Entro un mese dal parto, la madre deve inviare sia all’ Inps sia al datore di lavoro il certificato di nascita del bambino/a o idonea autocertificazione.
B) Licenziamento
La legge vieta al datore di lavoro di licenziare la donna dall’inizio della gravidanza fino al compimento di un anno di vita del bambino. Tranne nei casi susseguenti:
1) Colpa grave della dipendente, una giusta causa può essere sufficiente a licenziare la lavoratrice. Tuttavia, se la lavoratrice viene licenziata durante il periodo di maternità può comunque godere dell’indennità prevista.
2) Chiusura dell’azienda in cui la lavoratrice è impiegata.
3) Scadenza dei termini del contratto a tempo determinato.

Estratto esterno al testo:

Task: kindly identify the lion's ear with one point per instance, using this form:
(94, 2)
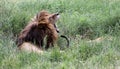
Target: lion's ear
(54, 16)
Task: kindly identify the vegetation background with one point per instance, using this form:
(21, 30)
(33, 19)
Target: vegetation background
(93, 27)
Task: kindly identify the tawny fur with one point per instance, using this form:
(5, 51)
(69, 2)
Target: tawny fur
(43, 24)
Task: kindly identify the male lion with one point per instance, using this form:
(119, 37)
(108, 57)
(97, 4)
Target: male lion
(41, 26)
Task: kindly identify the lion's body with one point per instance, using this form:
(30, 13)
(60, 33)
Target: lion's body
(42, 25)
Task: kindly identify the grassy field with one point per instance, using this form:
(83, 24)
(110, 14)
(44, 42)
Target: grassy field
(93, 27)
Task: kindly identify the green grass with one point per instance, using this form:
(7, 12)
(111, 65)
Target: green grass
(81, 20)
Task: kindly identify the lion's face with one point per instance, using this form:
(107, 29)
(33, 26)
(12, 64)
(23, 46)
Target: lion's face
(45, 17)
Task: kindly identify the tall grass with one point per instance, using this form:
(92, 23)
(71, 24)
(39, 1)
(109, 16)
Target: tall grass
(86, 19)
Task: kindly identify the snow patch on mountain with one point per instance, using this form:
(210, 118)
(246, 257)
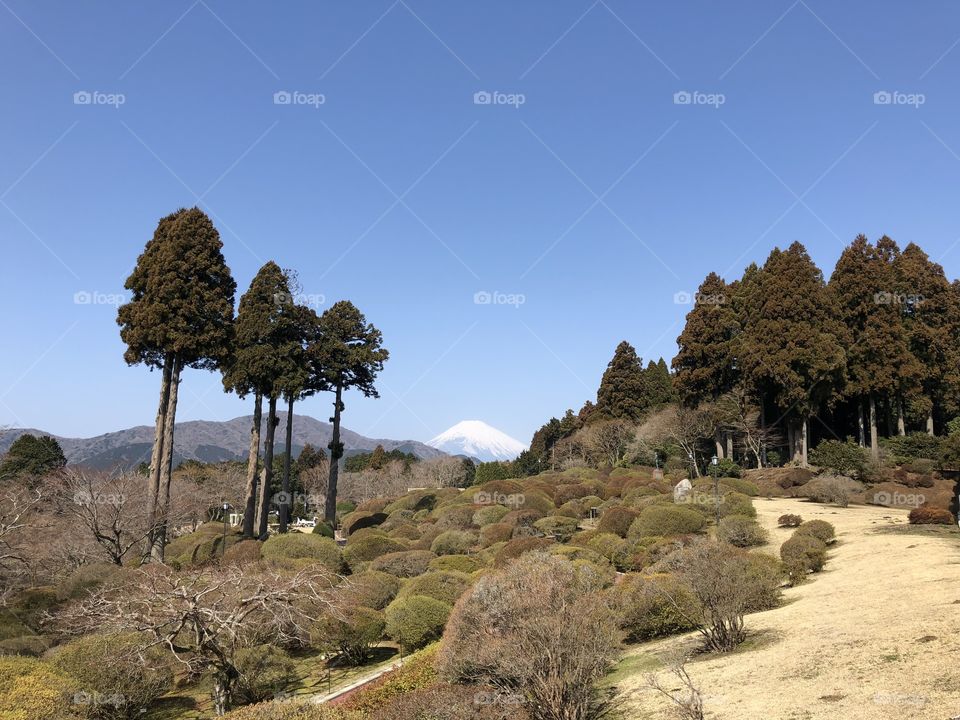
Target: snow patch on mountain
(476, 439)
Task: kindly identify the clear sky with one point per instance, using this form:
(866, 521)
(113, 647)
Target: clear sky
(586, 188)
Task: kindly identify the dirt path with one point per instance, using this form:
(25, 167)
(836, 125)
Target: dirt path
(875, 635)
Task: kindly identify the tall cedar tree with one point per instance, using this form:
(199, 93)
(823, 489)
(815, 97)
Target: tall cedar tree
(264, 332)
(622, 393)
(348, 354)
(180, 315)
(791, 346)
(931, 316)
(705, 364)
(878, 355)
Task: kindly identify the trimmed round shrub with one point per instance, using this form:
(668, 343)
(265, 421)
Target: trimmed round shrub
(372, 589)
(265, 670)
(110, 665)
(297, 550)
(617, 520)
(416, 620)
(443, 585)
(457, 563)
(408, 563)
(789, 520)
(31, 689)
(664, 520)
(489, 514)
(741, 531)
(453, 542)
(497, 532)
(927, 515)
(370, 546)
(820, 529)
(561, 528)
(322, 528)
(802, 554)
(244, 552)
(517, 547)
(654, 606)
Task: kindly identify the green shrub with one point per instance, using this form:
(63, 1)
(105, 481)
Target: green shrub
(265, 670)
(322, 528)
(34, 690)
(654, 606)
(453, 542)
(416, 620)
(741, 531)
(457, 563)
(927, 515)
(789, 520)
(617, 520)
(664, 520)
(562, 528)
(840, 458)
(408, 563)
(820, 529)
(802, 554)
(352, 632)
(372, 589)
(370, 546)
(443, 585)
(297, 550)
(112, 665)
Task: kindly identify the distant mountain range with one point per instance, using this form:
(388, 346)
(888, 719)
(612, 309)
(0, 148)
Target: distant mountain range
(209, 441)
(476, 439)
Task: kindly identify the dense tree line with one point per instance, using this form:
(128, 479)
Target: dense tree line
(181, 314)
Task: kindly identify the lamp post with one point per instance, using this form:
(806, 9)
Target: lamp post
(716, 487)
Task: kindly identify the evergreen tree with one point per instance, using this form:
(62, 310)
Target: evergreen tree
(265, 332)
(180, 315)
(792, 345)
(348, 354)
(622, 393)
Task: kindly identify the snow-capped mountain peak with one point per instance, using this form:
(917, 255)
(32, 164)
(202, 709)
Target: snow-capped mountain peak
(478, 440)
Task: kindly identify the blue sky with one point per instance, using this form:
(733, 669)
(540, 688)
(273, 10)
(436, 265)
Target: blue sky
(587, 189)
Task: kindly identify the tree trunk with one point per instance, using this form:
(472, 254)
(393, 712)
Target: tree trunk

4) Esito negativo del periodo di prova.
C) Permessi
Le lavoratrici in gravidanza hanno diritto a una serie di permessi retribuiti per eseguire esami prenatali, accertamenti clinici e/o visite mediche specialistiche (nel caso in cui debbano essere necessariamente fatti durante l’orario di lavoro) Inoltre, durante il primo anno del bambino/a la lavoratrice madre ha diritto a periodi di riposo giornalieri retribuiti cd. “permessi per l’allattamento”.
D) Congedo parentale
Sia il padre che la madre possono usufruire del cd. congedo parentale, astenendosi dal lavoro nei primi 8 anni di vita del bambino per un periodo cumulativo non superiore a 10 mesi (elevabili a 11 mesi qualora il padre fruisca di almeno 3 mesi di congedo entro il primo anno di vita del bambino) tra entrambi i genitori. Il congedo parentale spetta al genitore richiedente anche qualora l’altro genitore non ne abbia diritto in quanto disoccupato o lavoratore autonomo.
E’ previsto un prolungamento del congedo parentale per un periodo massimo di tre anni in favore della madre o, in alternativa, del padre di figlio/a minore con disabilità grave fino al compimento del suo dodicesimo anno di vita, a condizione che non sia ricoverato/a a tempo pieno in una struttura sanitaria salvo che, in tal caso, sia richiesta dai sanitari la presenza del genitore
Il congedo parentale va computato nell’anzianità di servizio ad eccezione degli effetti relativi alle ferie e alla tredicesima mensilità; è retribuito con un trattamento economico pari al 30% della retribuzione fino al sesto anno di età del bambino e per un periodo massimo di sei mesi complessivo fra i genitori; dal compimento del sesto anno di età del bambino e fino all’ottavo anno, spetta una retribuzione pari al 30% esclusivamente nel caso in cui il reddito del genitore sia inferiore a 2,5 volte l’importo del trattamento minimo di pensione; dal compimento del sesto anno di età del bambino e fino al dodicesimo anno, spetta il congedo ma non retribuito (con l’eccezione di quanto detto al punto precedente, tra i sei e gli otto anni); è coperto da contribuzione figurativa (pagata dalla gestione previdenziale cui sono iscritti i lavoratori).
E) Diritti di paternità
Anche il padre può avvalersi dei cd. “diritti di paternità”. Dalla nascita del figlio può prendere tre mesi di permesso ma solamente nei casi in cui la madre è venuta a mancare o ha un’invalidità grave che non le consente di accudire il bambino, infine nei casi in cui il padre ha l’affido esclusivo del minore.